Todos los que hemos tenido que usar un Mighty Mouse por placer o porque no queda otra opción, tarde o temprano nos encontramos ante un momento en que la bolita (scrollball o trackball) deja de pasar contenido en cuatro direcciones (arriba, abajo, izquierda y derecha) para funcionar sólo en dos o, normalmente, en una: hacia abajo.
Se debe a que la bolita se ensucia un poquito y desplaza dicha suciedad hacia dentro, hacia los rodillos de dirección que controlan estos movimientos. Y dado que no podemos utilizar el ratón siempre con las manos limpias cual cirujano antes de operar, acaba ocurriendo.
Y te deja con una sensación de impotencia horrible y desesperante que te obliga a utilizar las dichosas barras de desplazamiento… ¡el horror!

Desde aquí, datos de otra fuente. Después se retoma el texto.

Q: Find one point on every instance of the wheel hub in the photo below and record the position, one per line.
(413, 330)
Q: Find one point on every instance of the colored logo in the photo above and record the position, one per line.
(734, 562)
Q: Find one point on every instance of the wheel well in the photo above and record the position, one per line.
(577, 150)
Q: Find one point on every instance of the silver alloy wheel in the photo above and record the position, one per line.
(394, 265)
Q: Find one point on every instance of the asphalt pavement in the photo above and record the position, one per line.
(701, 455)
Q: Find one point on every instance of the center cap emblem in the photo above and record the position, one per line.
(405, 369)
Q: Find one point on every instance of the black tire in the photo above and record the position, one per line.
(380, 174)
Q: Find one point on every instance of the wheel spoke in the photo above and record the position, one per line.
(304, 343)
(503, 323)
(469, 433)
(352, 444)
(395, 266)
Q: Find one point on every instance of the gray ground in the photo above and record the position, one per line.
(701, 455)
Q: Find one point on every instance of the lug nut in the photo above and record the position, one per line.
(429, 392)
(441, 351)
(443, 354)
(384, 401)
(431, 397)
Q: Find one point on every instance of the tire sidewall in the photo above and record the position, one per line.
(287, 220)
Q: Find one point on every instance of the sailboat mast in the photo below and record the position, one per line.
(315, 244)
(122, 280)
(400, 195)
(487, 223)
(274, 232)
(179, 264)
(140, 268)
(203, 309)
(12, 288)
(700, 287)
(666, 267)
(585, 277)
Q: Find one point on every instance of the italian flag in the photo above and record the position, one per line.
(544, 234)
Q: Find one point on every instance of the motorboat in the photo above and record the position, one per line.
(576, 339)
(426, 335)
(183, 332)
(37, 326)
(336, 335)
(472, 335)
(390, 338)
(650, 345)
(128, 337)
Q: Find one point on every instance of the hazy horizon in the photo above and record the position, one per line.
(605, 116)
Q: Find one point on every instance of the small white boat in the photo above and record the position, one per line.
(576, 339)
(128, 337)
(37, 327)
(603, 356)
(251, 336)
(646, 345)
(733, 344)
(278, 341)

Pero hay una solución que me ha parecido lo más sencilla y efectiva:
Echa tu aliento sobre la bolita del Mighty Mouse, de esta forma podrá coger un poquito de humedad que ayudará a expulsar algo más de suciedad del interior. Luego, frota la bolita del ratón contra un papel o folio limpio que tengas a mano. Repetidas veces, durante unos segundos, en forma de círculo.
Y listo. La scrollbar debería volver a la vida sin tener que recurrir a desmontar el ratón.